I've lost count of how many Fixies i've worked on and how many guys I ride with a QR and forward facing drop outs. I've yet to see a hub slip out. Most these guys arent little wirey guys either. All of us are sprinters of some sort. My last years training bike had a 48/15 gear. I sprinted and muscled up hills. Not once did my wheel slip. As for the comment about back pressure being stronger, You could'nt be more wrong. Any coach/trainer will back me up there. The required force to shift your axle would spin the cog off first or lock your wheel. Espessialy if your smart enough to run propper tention in the QR lever. 

Reasons why wheels shift:
-your girly arms didnt tighten the wheel down enough
-your chain line is off alot
-your dropouts are chewed up and or not square
-the axle locnuts have no bite left in them.

I'm not trying to sound like a dick, just arguring against some misconceptions about fixgear stuff.

I say good day.


----------



## danl1 (Jul 23, 2005)

One unseen factor in the equation is that of gearing. The differential described exists on a fixie, though it's somewhat limited because once the wheel begins to skid, the force drops off dramatically. 

Also, the fixie has gearing of say, 70-75 gear inches. But as a geared bike, those same dropouts could have had gearing in the 28-34 inch range, and possibly against longer cranks as well. So for a fair comparison of the forces a horizontal drop is capable of handling, we should compare hammering and stalling out a granny gear against the force of resisting a fixie. There, the difference is slimmer, and I'd believe it if someone told me it went the other way. 

I believe that the forces are greater on a fixed drive train. I don't know how much greater, and don't have a way to quantify it. But I suspect that they are within reasonable tolerances. 

Here's another way of looking at it. The reasonable worst-case scenario is not the wheel coming free. Before that would happen, the wheel would twist sideways and lock up against the chainstays. Ground friction keeps the wheel rearward, and the chain torque translates into twisting the wheel in the dropouts. That same problem exists equally for horizontal (front entry) dropouts and horizontal (rear entry) track ends, unless your gearing just happens to bottom out the axles in the track ends, or you ride with chain tensioners. 
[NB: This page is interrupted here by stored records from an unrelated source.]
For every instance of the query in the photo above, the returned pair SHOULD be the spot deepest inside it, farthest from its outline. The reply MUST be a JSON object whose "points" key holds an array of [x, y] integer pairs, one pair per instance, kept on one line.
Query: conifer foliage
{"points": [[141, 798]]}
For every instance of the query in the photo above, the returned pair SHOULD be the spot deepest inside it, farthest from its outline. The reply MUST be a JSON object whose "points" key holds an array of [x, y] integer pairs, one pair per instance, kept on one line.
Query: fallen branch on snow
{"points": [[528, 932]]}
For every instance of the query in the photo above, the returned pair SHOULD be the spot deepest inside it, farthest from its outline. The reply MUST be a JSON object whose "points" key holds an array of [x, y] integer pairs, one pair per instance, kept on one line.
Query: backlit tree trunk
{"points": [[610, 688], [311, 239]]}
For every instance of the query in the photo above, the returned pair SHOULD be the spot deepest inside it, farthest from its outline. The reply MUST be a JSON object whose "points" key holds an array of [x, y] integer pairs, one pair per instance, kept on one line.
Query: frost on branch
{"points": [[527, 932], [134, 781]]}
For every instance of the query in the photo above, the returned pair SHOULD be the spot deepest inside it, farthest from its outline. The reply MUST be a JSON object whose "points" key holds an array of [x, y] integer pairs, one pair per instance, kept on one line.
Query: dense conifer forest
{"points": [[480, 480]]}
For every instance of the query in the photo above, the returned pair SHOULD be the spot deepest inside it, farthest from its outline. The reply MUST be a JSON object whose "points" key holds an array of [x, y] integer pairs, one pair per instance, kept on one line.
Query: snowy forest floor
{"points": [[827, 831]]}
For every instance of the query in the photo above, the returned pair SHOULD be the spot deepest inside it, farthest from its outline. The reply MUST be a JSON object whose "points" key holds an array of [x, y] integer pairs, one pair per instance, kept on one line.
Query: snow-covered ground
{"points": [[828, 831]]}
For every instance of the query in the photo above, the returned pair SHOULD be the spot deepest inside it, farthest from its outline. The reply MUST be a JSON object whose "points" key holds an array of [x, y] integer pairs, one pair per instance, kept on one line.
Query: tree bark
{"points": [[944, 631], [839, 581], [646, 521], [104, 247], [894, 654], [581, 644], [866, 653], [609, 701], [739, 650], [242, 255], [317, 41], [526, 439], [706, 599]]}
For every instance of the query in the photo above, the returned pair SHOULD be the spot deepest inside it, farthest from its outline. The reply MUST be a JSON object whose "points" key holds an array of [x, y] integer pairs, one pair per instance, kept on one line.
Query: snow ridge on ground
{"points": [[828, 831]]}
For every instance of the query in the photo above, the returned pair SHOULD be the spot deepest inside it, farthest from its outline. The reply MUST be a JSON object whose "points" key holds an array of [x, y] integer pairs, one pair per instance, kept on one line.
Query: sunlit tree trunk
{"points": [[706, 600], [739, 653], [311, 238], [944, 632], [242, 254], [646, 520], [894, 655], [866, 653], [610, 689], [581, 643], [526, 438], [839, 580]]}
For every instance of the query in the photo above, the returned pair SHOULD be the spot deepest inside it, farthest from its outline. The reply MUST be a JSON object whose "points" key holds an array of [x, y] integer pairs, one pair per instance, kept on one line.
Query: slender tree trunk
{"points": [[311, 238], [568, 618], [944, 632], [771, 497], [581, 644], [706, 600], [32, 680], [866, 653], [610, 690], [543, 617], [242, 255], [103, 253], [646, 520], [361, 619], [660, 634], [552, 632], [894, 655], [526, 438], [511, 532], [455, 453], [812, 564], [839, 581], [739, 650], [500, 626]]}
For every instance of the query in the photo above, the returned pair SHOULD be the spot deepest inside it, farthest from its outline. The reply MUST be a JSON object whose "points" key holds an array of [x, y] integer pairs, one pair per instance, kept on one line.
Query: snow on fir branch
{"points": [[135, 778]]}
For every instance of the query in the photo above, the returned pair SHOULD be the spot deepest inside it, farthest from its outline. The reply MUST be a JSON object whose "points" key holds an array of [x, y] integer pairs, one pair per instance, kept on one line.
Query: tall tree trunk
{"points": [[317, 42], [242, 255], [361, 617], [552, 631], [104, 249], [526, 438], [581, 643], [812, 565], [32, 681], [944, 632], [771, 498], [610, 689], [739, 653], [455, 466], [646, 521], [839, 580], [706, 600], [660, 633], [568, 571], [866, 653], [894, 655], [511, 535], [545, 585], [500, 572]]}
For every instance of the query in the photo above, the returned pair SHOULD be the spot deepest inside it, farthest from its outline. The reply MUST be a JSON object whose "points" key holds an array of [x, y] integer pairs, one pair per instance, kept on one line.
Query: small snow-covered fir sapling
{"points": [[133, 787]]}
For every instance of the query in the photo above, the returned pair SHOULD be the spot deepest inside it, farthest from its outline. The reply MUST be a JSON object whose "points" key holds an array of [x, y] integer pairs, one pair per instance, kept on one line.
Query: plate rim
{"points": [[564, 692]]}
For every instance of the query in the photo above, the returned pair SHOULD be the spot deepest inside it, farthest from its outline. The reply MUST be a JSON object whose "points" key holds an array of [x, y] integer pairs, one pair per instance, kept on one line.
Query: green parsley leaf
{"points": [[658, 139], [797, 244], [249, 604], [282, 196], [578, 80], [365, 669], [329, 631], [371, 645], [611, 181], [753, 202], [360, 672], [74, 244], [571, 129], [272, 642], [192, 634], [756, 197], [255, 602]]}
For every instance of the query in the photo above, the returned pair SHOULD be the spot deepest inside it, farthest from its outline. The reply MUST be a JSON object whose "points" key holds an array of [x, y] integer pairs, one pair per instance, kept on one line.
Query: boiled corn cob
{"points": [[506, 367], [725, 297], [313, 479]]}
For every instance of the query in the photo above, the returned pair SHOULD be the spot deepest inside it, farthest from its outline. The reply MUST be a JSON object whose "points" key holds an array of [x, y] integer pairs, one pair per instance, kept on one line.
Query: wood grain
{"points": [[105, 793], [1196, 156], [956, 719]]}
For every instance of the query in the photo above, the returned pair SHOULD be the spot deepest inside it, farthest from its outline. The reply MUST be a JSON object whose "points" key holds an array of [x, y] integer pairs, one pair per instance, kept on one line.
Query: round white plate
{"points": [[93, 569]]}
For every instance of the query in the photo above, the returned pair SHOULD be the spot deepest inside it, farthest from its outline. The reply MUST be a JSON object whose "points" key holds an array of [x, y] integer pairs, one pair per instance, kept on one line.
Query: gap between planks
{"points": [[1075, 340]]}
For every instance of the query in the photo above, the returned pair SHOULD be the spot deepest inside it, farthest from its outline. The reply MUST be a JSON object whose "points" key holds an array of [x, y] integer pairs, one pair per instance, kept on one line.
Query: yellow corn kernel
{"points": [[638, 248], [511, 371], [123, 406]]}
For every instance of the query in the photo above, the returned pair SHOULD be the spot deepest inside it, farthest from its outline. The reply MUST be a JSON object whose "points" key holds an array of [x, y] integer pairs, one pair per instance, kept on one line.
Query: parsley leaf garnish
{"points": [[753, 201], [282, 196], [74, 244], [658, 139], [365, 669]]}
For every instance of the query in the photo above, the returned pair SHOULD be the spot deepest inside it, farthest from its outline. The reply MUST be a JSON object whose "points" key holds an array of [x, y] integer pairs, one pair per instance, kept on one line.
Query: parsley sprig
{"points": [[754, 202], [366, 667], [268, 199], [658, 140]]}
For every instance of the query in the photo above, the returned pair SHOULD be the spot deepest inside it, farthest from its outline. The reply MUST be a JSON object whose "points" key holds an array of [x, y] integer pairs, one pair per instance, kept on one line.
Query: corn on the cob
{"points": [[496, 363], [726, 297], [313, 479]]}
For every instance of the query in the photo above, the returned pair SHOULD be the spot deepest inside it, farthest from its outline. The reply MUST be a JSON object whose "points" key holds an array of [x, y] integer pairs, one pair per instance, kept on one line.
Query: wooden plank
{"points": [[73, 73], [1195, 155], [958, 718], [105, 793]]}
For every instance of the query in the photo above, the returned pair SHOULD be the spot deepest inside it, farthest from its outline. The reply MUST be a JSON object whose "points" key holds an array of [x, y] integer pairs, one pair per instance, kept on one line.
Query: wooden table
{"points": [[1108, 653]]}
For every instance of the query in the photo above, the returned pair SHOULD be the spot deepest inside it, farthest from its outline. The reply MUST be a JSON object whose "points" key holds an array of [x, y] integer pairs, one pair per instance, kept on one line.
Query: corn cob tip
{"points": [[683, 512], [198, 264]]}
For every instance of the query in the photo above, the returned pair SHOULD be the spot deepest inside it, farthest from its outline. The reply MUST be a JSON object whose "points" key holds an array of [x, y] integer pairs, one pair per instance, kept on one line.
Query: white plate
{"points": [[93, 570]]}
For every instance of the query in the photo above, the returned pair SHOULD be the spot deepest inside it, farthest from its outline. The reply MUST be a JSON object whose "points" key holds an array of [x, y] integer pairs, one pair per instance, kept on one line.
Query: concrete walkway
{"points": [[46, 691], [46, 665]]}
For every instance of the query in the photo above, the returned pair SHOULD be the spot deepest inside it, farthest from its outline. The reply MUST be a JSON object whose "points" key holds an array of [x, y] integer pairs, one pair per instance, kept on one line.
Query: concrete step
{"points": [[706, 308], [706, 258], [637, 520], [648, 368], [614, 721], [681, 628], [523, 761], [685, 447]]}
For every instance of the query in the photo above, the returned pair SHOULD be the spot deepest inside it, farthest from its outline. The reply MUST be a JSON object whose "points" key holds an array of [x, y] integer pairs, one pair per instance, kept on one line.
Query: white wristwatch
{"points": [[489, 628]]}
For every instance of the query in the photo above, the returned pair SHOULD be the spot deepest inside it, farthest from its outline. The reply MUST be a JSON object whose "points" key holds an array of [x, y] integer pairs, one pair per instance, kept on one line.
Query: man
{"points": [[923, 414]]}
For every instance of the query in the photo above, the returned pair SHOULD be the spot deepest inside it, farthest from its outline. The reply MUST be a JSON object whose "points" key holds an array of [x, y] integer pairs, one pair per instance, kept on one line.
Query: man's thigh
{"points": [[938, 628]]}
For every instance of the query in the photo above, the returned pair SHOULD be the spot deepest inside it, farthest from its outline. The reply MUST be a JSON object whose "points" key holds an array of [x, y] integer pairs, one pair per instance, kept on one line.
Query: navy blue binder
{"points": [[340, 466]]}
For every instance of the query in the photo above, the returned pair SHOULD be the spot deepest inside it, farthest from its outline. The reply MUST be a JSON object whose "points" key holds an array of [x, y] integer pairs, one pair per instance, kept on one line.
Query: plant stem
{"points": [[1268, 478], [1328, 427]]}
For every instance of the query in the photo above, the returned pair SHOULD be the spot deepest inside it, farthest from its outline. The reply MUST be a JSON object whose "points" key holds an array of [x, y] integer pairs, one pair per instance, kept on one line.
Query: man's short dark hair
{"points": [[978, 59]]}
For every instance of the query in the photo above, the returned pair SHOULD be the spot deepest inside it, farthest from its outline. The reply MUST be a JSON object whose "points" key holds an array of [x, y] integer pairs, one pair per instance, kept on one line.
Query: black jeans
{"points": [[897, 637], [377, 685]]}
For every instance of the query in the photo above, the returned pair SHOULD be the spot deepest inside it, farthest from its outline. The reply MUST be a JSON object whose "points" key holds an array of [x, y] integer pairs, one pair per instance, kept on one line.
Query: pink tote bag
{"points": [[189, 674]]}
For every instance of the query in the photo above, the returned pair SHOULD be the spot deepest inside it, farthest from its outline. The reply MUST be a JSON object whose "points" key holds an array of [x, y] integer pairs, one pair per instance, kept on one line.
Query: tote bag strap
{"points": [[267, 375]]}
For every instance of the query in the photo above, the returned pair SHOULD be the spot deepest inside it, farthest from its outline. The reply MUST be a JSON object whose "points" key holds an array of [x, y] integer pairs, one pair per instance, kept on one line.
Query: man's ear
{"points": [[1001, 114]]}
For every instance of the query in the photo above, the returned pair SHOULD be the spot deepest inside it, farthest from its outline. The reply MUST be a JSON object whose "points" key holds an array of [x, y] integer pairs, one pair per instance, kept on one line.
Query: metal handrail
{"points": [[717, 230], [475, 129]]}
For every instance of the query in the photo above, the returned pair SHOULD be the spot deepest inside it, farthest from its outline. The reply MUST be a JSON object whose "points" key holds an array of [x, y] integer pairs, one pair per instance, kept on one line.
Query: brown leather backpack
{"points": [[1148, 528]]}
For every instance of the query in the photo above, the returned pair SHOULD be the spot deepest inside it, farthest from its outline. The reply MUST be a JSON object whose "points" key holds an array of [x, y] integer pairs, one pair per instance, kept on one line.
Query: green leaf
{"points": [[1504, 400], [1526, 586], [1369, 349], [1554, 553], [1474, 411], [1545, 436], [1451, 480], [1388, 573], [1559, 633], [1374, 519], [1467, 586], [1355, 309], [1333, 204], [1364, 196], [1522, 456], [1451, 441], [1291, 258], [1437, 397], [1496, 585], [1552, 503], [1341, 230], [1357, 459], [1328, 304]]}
Except for one factor - the horizontal dropouts are more secure than the track ends. Why? Because the downward angle of a dropout provides some measure of resistance. Picture pulling the chain against nearly vertical dropouts vs. nearly horizontal ones, and you'll picture the force I'm discussing. If it's not a problem for track ends, it's less a problem for horizontal dropouts.

Still, give your nuts a good twist before you ride.


----------



## limzjun2002 (Oct 22, 2005)

Thanks to those who replied. Really appreciate your effort 

_____________________________________________________________________________

Thanks

Cheers


----------